The sadness and brutality of desire, and all the emotions connected to and growing out of it, all the emotions the narrator, an American teacher living in Sofia feels for Mitko, the extremely attractive hustler he picks up in a public toilet.
The nameless narrator has an immediate crush on Mitko. This is at first only about Mitko’s body, but the narrator would also like to learn about Mitko’s soul, if it were at all possible (it’s not), and he soon wants to have Mitko forever by his side, wants to save him, redeem him, spoil him – and so on. But – again – this is impossible, a fact which is clear from the very beginning: that no matter how beautiful it would be for a real relationship to develop between a middle-class university teacher from the US and a penniless Bulgarian hustler, this is not meant to be.

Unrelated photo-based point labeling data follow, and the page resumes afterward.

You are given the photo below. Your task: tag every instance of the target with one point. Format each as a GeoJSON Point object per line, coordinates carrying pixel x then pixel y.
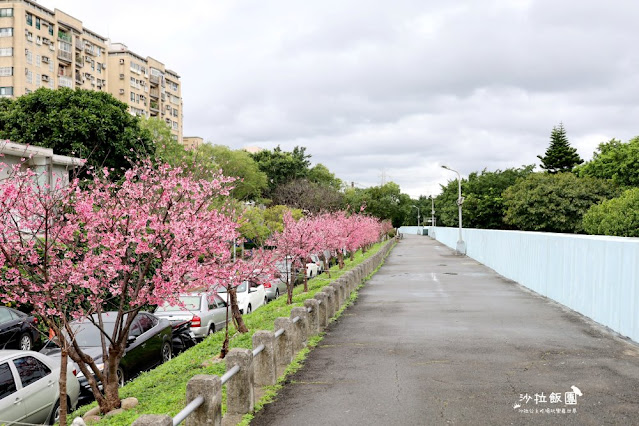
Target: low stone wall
{"type": "Point", "coordinates": [271, 350]}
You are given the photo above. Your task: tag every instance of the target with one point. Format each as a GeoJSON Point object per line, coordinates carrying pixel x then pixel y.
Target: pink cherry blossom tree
{"type": "Point", "coordinates": [76, 251]}
{"type": "Point", "coordinates": [295, 244]}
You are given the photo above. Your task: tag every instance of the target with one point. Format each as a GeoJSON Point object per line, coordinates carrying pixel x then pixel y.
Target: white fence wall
{"type": "Point", "coordinates": [593, 275]}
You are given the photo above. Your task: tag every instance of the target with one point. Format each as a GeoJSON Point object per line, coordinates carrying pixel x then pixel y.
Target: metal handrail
{"type": "Point", "coordinates": [190, 408]}
{"type": "Point", "coordinates": [232, 372]}
{"type": "Point", "coordinates": [259, 349]}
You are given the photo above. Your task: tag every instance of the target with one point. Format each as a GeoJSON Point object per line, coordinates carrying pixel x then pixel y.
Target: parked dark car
{"type": "Point", "coordinates": [149, 344]}
{"type": "Point", "coordinates": [18, 330]}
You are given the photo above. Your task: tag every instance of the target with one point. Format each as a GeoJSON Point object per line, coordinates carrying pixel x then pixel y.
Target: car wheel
{"type": "Point", "coordinates": [121, 376]}
{"type": "Point", "coordinates": [26, 342]}
{"type": "Point", "coordinates": [166, 352]}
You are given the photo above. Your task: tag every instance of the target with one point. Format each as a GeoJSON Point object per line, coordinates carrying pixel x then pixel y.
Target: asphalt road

For about a million reasons. For one thing, even if their relationship was based on something other than money and „gifts” changing hands, even if there was equality between them, they still wouldn’t understand each other. And it’s not only because of the lack of common language – it’s also because of their wildly different backgrounds and cultural heritage, and because they both want something else, their feelings are completely different, and they use their relationship for different things.

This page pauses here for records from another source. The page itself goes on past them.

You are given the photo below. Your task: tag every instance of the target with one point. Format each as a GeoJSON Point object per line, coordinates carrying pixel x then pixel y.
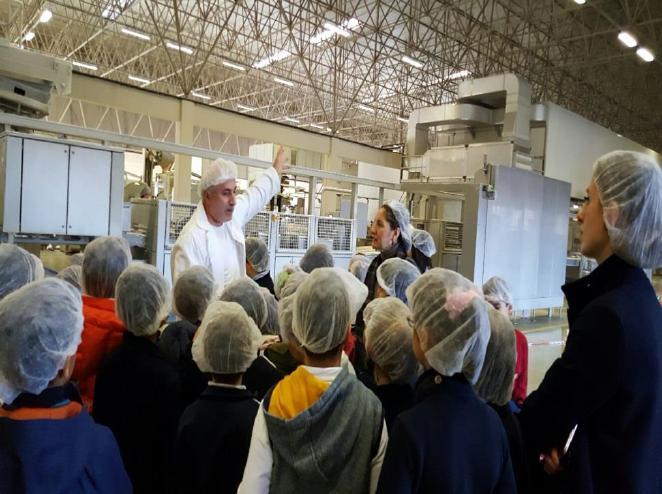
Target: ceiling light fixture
{"type": "Point", "coordinates": [182, 48]}
{"type": "Point", "coordinates": [284, 82]}
{"type": "Point", "coordinates": [645, 54]}
{"type": "Point", "coordinates": [276, 57]}
{"type": "Point", "coordinates": [627, 39]}
{"type": "Point", "coordinates": [412, 61]}
{"type": "Point", "coordinates": [135, 34]}
{"type": "Point", "coordinates": [45, 16]}
{"type": "Point", "coordinates": [139, 79]}
{"type": "Point", "coordinates": [233, 65]}
{"type": "Point", "coordinates": [84, 65]}
{"type": "Point", "coordinates": [337, 29]}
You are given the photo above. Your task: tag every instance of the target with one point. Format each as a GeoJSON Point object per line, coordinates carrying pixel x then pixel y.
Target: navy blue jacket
{"type": "Point", "coordinates": [609, 382]}
{"type": "Point", "coordinates": [138, 396]}
{"type": "Point", "coordinates": [67, 454]}
{"type": "Point", "coordinates": [450, 442]}
{"type": "Point", "coordinates": [213, 439]}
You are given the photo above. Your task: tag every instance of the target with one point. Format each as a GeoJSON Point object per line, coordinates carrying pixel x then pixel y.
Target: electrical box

Just one example to show the difference of worlds Mitko and the narrator inhabit: at one point, Mitko thinks he’ll frighten the narrator when he threatens him with revealing that he’s gay. In Mitko’s hyper-masculine world, saying that someone is gay is still a serious insult, it still means something, but for the narrator, who’s already come out, this doesn’t mean anything serious anymore (not that revealing his sexual preferences had been met with universal acceptance, and not that it had been easy for him to get over all the betrayals of family and friends he had to suffer in consequence). So when Mitko threatens him with destroying his life, for the narrator that’s all just a weightless threat.
This is not something they can discuss, though – and they can’t discuss anything else – at all. This is not love, after all. This isn’t a relationship in which the partners can talk things over. This is a relationship based on buying and selling, a relationship in which the partners are mutually using each other, a relationship that contains lust and erotic pleasure (from the narrator’s side certainly – and we don’t see Mitko’s side of the story), and a relationship the narrator infuses with emotions, which only cause him pain and suffering. And how would they not – there’s no place for emotions here, but of course they just develop on their own sometimes – and they are the basis for the novel’s beauty.
Because the narrator’s feelings are real – it’s real when his heart is breaking if he thinks about leaving Mitko; it’s real when he’s jealous and angry because on their first night together, Mitko spends the time speaking with his friends or clients on Skype; and it’s real when he’s disgusted by Mitko, when he desires his touch, and when he’s afraid of him.
This isn’t a relationship where there’s reciprocity.
And the beautiful title of the novel (which was the main reason I wanted to read this) means this to me. What belongs to you, what is yours is what you feel. And what you remember, what you desire, what you are afraid of. The other person, though – the eternal unknown and unknowable – can never belong to you.